Toby Young Toby Young

Status Anxiety: The unmovable and the irresistible

Toby Young suffers from Status Anxiety

issue 07 May 2011

Until now, I thought David Cameron’s best week in politics was the one that began with the inconclusive result of the general election and ended with him standing beside Nick Clegg in the Downing Street rose garden. The skill with which he outmanoeuvred Gordon Brown reminded me of a comment made by Oliver van Oss, a former beak at Eton, about the Wall Game in Andrew Gimson’s biography of Boris Johnson. ‘It provides the perfect training for later work on boards, committees, royal commissions and governing bodies,’ he said. ‘The unmovable and the irresistible are poised in perfect balance. Nothing is happening and it seems unlikely that anything ever will. Then, for two seconds or so, the situation becomes fluid. If one can take one’s chance — and there may not be another — the day is won. If one miskicks or mistimes or is timid or was not attending, all may be irretrievably lost.’
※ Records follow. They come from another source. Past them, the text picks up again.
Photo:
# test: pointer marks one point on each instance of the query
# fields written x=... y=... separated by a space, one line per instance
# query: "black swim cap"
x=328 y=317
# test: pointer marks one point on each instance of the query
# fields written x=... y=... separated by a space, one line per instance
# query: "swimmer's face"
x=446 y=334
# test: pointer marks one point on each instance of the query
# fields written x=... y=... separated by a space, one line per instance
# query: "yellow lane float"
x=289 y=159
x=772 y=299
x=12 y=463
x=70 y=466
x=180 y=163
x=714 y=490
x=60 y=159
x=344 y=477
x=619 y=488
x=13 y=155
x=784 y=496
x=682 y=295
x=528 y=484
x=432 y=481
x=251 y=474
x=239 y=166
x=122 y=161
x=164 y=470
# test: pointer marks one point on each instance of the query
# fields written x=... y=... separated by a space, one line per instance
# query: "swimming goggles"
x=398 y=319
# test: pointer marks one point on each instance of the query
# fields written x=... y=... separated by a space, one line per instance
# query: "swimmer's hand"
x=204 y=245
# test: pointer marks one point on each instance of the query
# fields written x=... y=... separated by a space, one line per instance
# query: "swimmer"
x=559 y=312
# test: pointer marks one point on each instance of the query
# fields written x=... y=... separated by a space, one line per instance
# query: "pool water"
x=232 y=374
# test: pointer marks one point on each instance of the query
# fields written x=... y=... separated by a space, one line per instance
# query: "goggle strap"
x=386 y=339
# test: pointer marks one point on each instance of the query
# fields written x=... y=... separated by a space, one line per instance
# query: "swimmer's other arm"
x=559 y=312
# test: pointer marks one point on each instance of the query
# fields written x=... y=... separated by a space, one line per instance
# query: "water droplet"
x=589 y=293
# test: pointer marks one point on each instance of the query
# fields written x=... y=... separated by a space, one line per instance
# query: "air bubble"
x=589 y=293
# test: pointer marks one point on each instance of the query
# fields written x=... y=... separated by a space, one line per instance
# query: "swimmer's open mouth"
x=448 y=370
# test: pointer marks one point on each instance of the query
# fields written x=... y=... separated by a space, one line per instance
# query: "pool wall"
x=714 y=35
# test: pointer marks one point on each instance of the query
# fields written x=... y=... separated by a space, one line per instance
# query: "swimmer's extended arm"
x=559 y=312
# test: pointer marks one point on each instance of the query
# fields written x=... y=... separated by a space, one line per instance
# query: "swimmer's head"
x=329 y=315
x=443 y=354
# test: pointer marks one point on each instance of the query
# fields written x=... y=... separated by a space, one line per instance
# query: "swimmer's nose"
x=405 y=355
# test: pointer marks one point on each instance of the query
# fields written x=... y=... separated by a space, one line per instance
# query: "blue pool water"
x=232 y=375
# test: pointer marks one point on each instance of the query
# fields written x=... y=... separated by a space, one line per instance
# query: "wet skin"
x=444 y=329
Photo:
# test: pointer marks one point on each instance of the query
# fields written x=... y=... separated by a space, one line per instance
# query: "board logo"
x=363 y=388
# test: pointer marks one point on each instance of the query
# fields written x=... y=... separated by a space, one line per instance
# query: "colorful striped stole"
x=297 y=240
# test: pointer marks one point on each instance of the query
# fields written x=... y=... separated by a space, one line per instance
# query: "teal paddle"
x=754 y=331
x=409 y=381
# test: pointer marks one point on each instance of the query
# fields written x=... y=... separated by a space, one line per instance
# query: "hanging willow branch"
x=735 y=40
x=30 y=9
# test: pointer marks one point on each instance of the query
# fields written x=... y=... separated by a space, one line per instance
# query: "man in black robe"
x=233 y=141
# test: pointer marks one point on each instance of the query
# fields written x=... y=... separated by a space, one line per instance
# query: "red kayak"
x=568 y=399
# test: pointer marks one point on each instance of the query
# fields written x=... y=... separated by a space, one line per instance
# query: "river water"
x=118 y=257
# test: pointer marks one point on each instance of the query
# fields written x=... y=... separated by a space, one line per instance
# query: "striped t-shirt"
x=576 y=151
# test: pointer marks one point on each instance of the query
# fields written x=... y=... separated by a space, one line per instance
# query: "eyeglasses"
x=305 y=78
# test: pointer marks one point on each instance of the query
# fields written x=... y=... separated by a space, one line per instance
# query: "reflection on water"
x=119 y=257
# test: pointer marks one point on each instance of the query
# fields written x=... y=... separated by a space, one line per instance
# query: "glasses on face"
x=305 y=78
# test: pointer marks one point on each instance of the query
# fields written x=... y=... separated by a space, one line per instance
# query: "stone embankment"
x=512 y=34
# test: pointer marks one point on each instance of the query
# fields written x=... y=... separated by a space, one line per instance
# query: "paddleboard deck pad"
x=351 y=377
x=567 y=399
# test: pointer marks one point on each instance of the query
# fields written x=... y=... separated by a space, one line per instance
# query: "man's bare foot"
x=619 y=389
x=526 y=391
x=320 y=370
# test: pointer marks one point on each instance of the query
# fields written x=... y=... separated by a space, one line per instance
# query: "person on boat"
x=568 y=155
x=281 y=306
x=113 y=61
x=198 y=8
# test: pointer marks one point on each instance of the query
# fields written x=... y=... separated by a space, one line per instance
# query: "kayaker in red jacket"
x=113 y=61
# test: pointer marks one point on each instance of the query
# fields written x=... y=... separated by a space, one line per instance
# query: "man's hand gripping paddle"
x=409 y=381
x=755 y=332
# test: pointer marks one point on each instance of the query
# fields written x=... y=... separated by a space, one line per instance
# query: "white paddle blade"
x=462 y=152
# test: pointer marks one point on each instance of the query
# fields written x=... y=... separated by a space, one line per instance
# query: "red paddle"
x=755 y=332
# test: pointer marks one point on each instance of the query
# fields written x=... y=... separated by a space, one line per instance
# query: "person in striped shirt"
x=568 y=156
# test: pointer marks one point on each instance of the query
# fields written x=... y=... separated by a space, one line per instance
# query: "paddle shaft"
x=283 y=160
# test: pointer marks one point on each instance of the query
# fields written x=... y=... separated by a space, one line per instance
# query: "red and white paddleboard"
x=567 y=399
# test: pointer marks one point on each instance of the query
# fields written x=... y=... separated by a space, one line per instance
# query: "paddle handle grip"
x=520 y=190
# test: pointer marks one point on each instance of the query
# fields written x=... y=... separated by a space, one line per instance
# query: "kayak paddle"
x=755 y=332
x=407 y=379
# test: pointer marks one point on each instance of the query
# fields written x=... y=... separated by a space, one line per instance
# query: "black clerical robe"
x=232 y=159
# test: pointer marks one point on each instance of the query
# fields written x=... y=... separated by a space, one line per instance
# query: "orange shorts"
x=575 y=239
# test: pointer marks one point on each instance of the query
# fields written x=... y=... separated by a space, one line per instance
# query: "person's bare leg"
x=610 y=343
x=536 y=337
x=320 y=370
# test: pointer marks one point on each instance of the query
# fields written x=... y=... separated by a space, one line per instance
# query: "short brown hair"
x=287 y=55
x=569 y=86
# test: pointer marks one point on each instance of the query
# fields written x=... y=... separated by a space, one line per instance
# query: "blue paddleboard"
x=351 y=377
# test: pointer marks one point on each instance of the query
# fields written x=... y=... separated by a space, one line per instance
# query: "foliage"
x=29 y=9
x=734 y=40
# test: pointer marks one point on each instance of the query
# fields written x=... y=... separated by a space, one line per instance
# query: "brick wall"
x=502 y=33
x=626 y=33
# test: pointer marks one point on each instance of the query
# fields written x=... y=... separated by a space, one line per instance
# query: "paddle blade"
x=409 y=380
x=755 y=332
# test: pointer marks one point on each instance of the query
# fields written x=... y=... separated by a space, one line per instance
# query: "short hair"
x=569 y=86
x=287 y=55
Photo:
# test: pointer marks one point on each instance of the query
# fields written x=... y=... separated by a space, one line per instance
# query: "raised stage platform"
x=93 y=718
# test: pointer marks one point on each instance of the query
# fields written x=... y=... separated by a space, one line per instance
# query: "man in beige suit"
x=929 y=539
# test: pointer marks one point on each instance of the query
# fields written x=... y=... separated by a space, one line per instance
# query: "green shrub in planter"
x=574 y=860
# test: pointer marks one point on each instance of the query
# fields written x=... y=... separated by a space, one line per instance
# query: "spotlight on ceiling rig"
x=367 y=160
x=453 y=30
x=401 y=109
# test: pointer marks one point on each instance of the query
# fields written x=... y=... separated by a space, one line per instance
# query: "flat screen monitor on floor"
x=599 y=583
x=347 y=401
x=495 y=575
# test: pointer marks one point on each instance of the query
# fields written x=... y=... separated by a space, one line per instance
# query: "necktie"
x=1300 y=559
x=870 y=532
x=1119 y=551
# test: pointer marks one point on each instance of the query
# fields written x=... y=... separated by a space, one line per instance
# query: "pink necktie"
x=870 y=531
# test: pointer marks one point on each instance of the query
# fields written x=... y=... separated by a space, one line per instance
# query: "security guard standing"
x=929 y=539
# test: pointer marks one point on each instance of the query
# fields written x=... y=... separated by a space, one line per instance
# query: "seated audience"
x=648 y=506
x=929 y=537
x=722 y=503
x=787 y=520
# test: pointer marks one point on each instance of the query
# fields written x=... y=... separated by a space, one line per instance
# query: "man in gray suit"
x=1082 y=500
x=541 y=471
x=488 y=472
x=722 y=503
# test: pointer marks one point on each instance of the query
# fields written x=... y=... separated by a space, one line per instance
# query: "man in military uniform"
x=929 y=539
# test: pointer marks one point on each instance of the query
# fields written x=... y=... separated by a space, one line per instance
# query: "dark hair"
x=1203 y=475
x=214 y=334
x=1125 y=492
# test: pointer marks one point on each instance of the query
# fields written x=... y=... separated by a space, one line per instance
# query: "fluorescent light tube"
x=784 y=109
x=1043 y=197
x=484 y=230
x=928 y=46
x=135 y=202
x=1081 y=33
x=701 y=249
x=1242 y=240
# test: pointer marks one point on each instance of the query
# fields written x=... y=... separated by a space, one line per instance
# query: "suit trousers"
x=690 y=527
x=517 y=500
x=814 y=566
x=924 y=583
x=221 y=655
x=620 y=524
But the week following last Friday’s royal wedding may turn out to be an even better one for the Old Etonian smoothie. At the time of writing, no opinion polls have been published since the wedding, but it seems likely that the Conservatives will receive at least a minor boost.

Then there was the news about Osama bin Laden. Cameron can’t claim any credit for that, but it is bound to prolong the celebratory public mood.

More important, though, will be the AV referendum and the local election results. A decisive victory for the ‘No’ campaign will be seen as a win for Cameron and a loss for Ed Miliband. It should put a stop to the rumblings of discontent on the Conservative back benches and go some way to repairing the damage caused by Cameron’s failure to win the last election.